In Sideways, there's the famous line about making the bottle itself the occasion for opening it.  I've tried doing that lately, but the motivation just isn't there for me anymore.  I really wanted to enjoy this new Rioja Reserva we just received so I cooked an elaborate meal and sat down with my wife.  We both enjoyed a glass or two, but we didn't finish the bottle.  The wine was fine, it's just that drinking heavy amounts of red wine and eating the heavy foods that accompany it are not things we enjoy anymore.  I had roasted a chicken and made a delicious sauce to go with it, but we just weren't feeling it.  I began to realize that my wife and I, despite our love of cooking and eating, are not the stereotypical sit-down-to-dinner types.  Most of my co-workers enjoy cooking up steak, chicken, pork chops, duck confit, and other famous wine-pairing entreés, then sitting down to multi-course meals with pairings for each one.  As much as I tell myself that's what I too should be doing, it's just not our thing.  Our diet consists mainly of beans, fresh vegetables, Indian sauces, lentils, pizza, hot Thai chillies, and fruit.  In New York, a few weeks back, we ate pizza, tacos, or knish for practically every meal. I think we ate tomatoes on toast with avocados and some broccoli soup for dinner the other night.  Those simply are not meals that scream for Cote Rotie.

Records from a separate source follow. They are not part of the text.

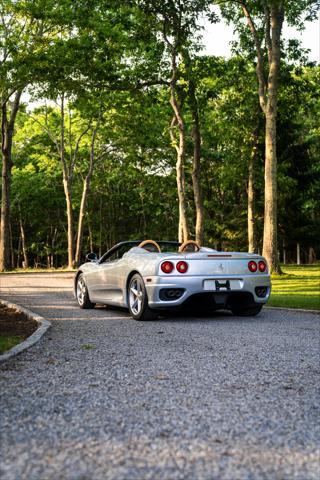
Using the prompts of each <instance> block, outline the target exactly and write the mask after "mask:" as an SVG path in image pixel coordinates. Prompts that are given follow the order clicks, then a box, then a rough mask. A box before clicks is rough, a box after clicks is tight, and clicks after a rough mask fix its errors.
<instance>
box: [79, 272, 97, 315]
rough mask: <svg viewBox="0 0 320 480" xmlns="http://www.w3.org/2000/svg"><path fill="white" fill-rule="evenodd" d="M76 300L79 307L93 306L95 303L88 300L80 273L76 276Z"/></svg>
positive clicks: (87, 290)
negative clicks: (76, 291)
mask: <svg viewBox="0 0 320 480" xmlns="http://www.w3.org/2000/svg"><path fill="white" fill-rule="evenodd" d="M77 300H78V304H79V307H80V308H84V309H87V308H94V307H95V303H92V302H91V301H90V298H89V293H88V289H87V285H86V282H85V280H84V278H83V275H82V274H80V275H79V277H78V278H77Z"/></svg>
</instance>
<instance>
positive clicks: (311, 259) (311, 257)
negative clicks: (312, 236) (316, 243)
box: [308, 247, 316, 264]
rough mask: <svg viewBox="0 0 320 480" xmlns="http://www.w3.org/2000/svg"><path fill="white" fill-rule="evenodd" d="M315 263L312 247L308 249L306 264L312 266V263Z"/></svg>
mask: <svg viewBox="0 0 320 480" xmlns="http://www.w3.org/2000/svg"><path fill="white" fill-rule="evenodd" d="M315 261H316V252H315V251H314V249H313V248H312V247H309V253H308V263H309V264H312V263H315Z"/></svg>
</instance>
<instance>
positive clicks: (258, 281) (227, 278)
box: [144, 274, 271, 308]
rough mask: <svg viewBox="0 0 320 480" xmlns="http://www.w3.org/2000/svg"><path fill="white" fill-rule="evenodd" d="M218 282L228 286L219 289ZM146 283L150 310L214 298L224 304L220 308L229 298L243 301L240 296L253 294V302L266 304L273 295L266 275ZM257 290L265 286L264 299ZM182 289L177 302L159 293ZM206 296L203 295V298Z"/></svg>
mask: <svg viewBox="0 0 320 480" xmlns="http://www.w3.org/2000/svg"><path fill="white" fill-rule="evenodd" d="M208 281H210V285H212V288H213V289H212V290H208V289H207V287H205V285H208ZM216 281H218V283H219V285H225V284H227V282H229V283H228V285H230V286H229V289H228V288H227V287H221V288H220V289H219V290H217V289H216V287H215V282H216ZM144 283H145V286H146V289H147V294H148V300H149V306H150V308H170V307H177V306H179V305H182V304H184V303H185V302H186V301H187V300H188V299H190V297H194V298H197V297H199V299H201V298H203V299H206V298H208V299H209V298H210V297H212V298H214V299H216V302H215V303H216V304H217V305H218V304H221V308H223V306H225V305H227V304H228V299H229V298H234V299H236V298H237V296H238V297H239V298H241V295H240V296H239V294H241V293H243V294H250V296H252V297H251V298H252V300H253V303H255V304H260V305H263V304H265V303H266V302H267V301H268V298H269V296H270V292H271V282H270V276H269V275H265V274H259V275H242V276H239V275H228V276H225V275H223V276H222V275H220V276H219V275H215V276H210V277H209V276H208V277H204V276H185V277H182V276H181V275H179V276H178V275H177V276H174V275H170V276H154V277H150V276H147V277H145V278H144ZM234 285H236V288H234ZM256 287H266V295H265V296H264V297H262V298H261V297H258V296H257V295H256ZM170 288H172V289H183V293H182V295H181V296H180V297H179V298H178V299H173V300H164V299H161V297H162V298H163V294H162V295H161V294H160V291H161V290H162V291H163V289H170ZM201 294H203V295H201Z"/></svg>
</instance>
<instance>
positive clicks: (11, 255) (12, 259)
mask: <svg viewBox="0 0 320 480" xmlns="http://www.w3.org/2000/svg"><path fill="white" fill-rule="evenodd" d="M9 235H10V255H11V267H12V268H14V266H15V254H14V245H13V233H12V225H11V222H9Z"/></svg>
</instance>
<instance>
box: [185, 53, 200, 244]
mask: <svg viewBox="0 0 320 480" xmlns="http://www.w3.org/2000/svg"><path fill="white" fill-rule="evenodd" d="M183 58H184V61H185V65H186V70H187V75H188V84H189V90H188V93H189V104H190V109H191V115H192V123H193V127H192V138H193V168H192V186H193V196H194V205H195V209H196V229H195V234H196V235H195V237H196V242H197V243H198V244H199V245H203V240H204V207H203V198H202V190H201V130H200V120H199V104H198V100H197V97H196V84H195V81H194V77H193V71H192V60H191V58H190V55H189V52H188V51H187V50H184V52H183Z"/></svg>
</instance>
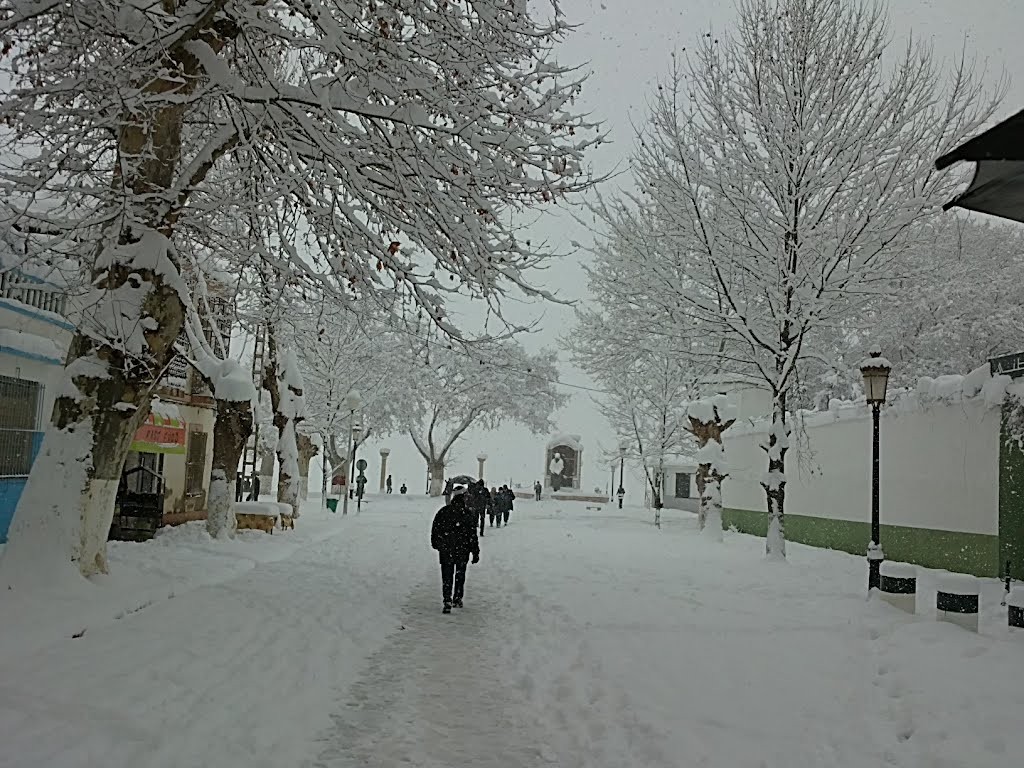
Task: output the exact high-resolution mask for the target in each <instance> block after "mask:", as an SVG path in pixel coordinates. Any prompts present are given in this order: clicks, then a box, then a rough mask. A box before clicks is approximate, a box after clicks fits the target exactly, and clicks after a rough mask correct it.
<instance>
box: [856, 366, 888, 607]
mask: <svg viewBox="0 0 1024 768" xmlns="http://www.w3.org/2000/svg"><path fill="white" fill-rule="evenodd" d="M891 370H892V365H891V364H890V362H889V360H887V359H886V358H885V357H883V356H882V350H881V349H877V348H876V349H872V350H871V351H870V354H869V356H868V358H867V359H865V360H864V361H863V362H861V364H860V374H861V376H863V377H864V395H865V396H866V398H867V404H868V406H869V407H870V409H871V541H870V543H869V544H868V545H867V591H868V594H870V591H871V590H877V589H879V585H880V575H879V572H880V568H881V566H882V561H883V560H885V553H884V552H883V550H882V522H881V520H880V512H879V507H880V496H881V478H880V474H881V464H882V457H881V447H880V439H879V438H880V426H881V421H882V407H883V406H884V404H885V402H886V388H887V387H888V385H889V372H890V371H891Z"/></svg>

Why am I explaining all of this to you?  Because I feel that there is a pressure to derive happiness from booze based off of what other people find enjoyable.  Despite the fact that I don't enjoy red wine at home, I continue to keep purchasing it as if I need to prove something!!  It's not that I don't like it, I just don't ever feel like drinking it.  I had a conversation with a customer yesterday who told me that he almost purchased one of the Eagle Rare 17 year old Bourbons off the shelf simply because he never sees it available.  He didn't particularly want the ER17, nor was it even one of his favorites, but knowing how rare these bottles are and how much other people love them, he felt a compulsion to get one of his own.  This is the same feeling I get every time the Pappy Van Winkles show up, the George T. Staggs, etc.  These are whiskies I have owned and never enjoyed drinking, yet I still feel like I should give them another chance because of how popular they are.  It's the same feeling that compulsive shoppers feel when watching an infomercial about knives or something - they simply have to have those knives even if they've never cooked a thing in their life!

John Glaser told us during our whisky blending seminar to imagine the time we would want to drink our whisky before creating it.  Would it be something to drink after work?  Late at night with a book?  On a sunny afternoon?  The mood was an important creative factor because it needed to be something we would actually want to drink, not merely something we thought was good.  Thinking about when we are actually going to drink a particular wine or whisky should be just as important for evaluation as proper tasting notes are.  The next time you try a new single malt or Bourbon, think about when you would actually drink it.  For me personally, I know that I'm currently not drinking anything cask strength because I'm sick of having to tinker with my whisky when I get home.  That's an important point for me to remember when those Antique Collection whiskies land next week (remind me of that so that there's an extra one for all of you).  Just because something tastes amazing doesn't mean you're actually going to ever drink it - it may sit there on your bar for the next five years while you search for the right moment that never existed in the first place.